Jimi Hendrix’s ‘Electric Ladyland’ Gets Massive Reissue for 50th Anniversary

Half a century ago, when Jimi Hendrix began work on what would become his the final album to come out in his lifetime, Electric Ladyland, he was finding inspiration everywhere. “Jimi was very much in the realm of experimentation,” says one of the album’s recording engineers, Eddie Kramer. Kramer is seated in the control room of Electric Lady Studios, the New York studio Hendrix opened shortly before his death in 1970. “When I first started working with him, [Hendrix manager] Chas Chandler told me, ‘The rules are, “There are no rules.’ We could just kick down the doors to convention and experiment with wild things and Jimi’s sound.”
The results of their experimentation are all over Electric Ladyland, from an otherworldly phasing sound effect (“We were all freaked out by it,” Kramer recalls) to the different combos of musicians he brought in to jam with, such as members of Traffic and the Rolling Stones’ Brian Jones. A new, expanded box set release due out this fall will provide a 360-degree view of how it all came together. The Electric Ladyland deluxe edition will include the original album remastered, high-res audio, a 5.1 surround sound mix by Kramer, a disc of demos and outtakes and a live recording from about a month before its release along with a documentary about its creation.

The package, which comes out November 9th, will be available either as a three-CD and one Blu-ray set or a six-LP and one Blu-ray set. Famed engineer Bernie Grundman remastered the album from the original analog tapes and carried out an all-analog, direct-to-disc transfer for the vinyl edition. In addition to the documentary, titled At Last … the Beginning: The Making of Electric Ladyland, the Blu-rays contain the 5.1 surround sound mix and the original stereo mixes in 24-bit, 96 kHz sound. A pared-down version will be available on streaming services.

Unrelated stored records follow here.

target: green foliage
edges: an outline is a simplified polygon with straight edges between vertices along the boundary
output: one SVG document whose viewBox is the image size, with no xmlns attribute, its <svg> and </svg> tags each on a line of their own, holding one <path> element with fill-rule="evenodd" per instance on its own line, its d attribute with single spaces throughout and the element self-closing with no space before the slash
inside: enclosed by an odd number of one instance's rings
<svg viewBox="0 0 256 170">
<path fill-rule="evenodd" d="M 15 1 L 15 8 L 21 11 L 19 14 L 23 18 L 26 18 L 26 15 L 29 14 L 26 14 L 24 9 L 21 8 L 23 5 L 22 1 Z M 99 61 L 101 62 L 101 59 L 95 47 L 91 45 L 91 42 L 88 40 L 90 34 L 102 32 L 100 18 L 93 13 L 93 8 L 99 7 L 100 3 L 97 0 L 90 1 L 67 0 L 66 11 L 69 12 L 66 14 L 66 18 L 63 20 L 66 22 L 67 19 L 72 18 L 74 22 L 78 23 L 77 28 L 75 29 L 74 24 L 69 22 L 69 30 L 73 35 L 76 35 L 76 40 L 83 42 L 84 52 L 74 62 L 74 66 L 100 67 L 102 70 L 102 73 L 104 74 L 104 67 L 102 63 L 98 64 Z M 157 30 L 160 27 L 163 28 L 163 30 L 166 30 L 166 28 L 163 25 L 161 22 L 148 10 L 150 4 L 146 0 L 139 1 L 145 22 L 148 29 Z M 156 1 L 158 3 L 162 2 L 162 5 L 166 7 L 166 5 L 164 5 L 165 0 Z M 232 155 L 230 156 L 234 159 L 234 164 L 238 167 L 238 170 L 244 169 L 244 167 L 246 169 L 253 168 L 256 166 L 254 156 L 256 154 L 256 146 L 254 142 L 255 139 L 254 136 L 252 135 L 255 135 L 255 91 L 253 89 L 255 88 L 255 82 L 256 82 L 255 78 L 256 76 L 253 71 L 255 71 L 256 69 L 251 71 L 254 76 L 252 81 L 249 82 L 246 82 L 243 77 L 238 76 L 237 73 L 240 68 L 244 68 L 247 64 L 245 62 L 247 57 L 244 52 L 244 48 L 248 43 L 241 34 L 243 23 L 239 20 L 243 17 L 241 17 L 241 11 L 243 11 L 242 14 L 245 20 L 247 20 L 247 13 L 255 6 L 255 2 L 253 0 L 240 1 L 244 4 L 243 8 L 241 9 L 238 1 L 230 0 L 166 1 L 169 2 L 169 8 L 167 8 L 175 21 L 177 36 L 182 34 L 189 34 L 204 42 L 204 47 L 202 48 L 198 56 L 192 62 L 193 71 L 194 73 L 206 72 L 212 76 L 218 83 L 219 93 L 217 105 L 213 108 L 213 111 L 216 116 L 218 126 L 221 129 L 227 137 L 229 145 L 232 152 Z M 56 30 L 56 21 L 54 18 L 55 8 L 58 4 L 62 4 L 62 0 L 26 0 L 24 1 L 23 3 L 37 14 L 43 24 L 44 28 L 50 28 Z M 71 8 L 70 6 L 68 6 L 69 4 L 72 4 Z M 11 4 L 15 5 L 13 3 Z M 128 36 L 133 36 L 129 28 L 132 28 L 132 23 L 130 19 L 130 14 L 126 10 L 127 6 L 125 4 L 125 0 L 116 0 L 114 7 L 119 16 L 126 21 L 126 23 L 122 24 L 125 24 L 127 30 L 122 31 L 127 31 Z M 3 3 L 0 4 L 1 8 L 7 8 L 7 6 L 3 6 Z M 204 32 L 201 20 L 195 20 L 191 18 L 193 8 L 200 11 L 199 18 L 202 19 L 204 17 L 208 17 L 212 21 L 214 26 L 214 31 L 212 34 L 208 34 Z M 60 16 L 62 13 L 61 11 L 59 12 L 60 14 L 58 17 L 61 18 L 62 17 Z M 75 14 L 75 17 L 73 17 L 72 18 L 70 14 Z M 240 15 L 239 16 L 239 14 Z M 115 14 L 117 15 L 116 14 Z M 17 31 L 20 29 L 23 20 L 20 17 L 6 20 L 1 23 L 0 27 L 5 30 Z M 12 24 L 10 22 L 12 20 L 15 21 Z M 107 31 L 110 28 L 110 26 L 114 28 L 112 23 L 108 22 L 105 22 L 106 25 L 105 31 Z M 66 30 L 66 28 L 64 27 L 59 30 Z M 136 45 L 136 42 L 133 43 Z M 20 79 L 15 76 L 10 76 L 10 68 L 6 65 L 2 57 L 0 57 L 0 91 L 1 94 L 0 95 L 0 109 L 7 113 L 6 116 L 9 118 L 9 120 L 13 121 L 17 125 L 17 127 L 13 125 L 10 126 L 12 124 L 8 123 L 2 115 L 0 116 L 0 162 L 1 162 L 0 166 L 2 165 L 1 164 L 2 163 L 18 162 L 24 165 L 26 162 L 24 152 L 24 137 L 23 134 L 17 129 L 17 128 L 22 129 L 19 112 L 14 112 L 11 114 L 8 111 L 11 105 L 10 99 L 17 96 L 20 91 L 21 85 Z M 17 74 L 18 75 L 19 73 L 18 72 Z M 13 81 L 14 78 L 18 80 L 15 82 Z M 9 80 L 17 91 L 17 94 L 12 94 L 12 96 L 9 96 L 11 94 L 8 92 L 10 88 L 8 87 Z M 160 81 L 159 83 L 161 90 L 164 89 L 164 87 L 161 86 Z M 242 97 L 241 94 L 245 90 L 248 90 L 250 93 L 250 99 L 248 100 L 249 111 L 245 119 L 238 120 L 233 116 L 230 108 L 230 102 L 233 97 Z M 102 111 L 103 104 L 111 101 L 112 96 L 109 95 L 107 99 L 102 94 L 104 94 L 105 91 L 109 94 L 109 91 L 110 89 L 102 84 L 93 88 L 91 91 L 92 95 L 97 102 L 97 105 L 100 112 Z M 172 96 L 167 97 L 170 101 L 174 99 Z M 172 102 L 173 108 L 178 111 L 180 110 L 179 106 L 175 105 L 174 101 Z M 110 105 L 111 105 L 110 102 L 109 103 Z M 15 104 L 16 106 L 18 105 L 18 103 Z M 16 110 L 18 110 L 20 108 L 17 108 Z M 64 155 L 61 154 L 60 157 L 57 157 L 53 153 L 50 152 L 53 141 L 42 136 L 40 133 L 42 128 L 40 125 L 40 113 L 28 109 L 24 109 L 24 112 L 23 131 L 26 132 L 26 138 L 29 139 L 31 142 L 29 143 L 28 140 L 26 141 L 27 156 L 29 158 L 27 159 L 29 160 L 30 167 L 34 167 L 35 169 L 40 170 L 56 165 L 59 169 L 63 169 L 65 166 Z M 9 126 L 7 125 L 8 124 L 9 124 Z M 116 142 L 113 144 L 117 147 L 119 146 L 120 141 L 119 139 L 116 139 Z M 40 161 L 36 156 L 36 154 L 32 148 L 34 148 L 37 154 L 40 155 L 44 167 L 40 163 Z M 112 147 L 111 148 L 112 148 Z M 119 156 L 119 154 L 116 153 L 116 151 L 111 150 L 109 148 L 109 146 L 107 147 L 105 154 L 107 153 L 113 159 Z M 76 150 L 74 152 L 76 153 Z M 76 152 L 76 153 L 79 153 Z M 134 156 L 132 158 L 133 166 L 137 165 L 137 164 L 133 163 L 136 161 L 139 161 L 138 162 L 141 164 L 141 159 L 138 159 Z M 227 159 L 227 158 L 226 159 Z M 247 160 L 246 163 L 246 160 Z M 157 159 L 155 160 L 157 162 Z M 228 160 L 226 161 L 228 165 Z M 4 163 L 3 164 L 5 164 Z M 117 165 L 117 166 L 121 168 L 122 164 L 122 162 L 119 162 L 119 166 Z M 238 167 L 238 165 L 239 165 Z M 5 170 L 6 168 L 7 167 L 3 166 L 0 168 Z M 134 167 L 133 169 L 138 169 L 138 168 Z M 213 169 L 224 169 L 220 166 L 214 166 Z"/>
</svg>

“The whole idea with the 5.1 mix was, ‘What would Jimi have done?'” Kramer explains. “I had this joystick, which was a 5.1 panning device, [and] I would listen to the original stereo mix and go, ‘OK, I did that in the stereo.’ Now in the 5.1, I’m going to zip it from left to right, center to back and zoom it all around.’ If Jimi had lived, he would have been so excited to hear that buzzing around his head. He would have said, ‘Yeah, man, do that. Move that sound around.'”
Although he worked hard to keep it true to the original mix he made with Hendrix, listeners will hear new things in the mix, according to the engineer. “There’s so much more clarity and so much more depth,” Kramer says. “You really can understand and hear a lot more detail of the underlying instruments, the rhythm guitars that Jimi put in, the subtle things that were going on with the background vocals, the percussion. It’s just in your face. You feel like you’re in the room with the band.”
The volume of outtakes, Electric Ladyland: The Early Takes, contains audio pulled from reel-to-reel tapes Hendrix recorded himself on his personal Teac machine in March 1968 while staying at Manhattan’s Drake Hotel. These include early versions of “Voodoo Chile” and “Gypsy Eyes” as well as two songs that didn’t make the Ladyland track list – “Angel” and “My Friend”– and an early version of “… And the Gods Made Love” titled “At Last … the Beginning.” “He did these incredibly quietly,” Kramer says with a laugh. “You can hear the atmosphere of the hotel room. He’s almost whispering. Why? He doesn’t want to wake up the neighbors. He’d go, ‘Here’s “Electric Ladyland”‘ and he’d whisper, ‘Have you ever been? … ‘ It’s so warm and so intimate, and all of a sudden you hear a phone ringing and that’s the front desk calling and you can just hear in his voice he’s getting really pissed off. It’s great.”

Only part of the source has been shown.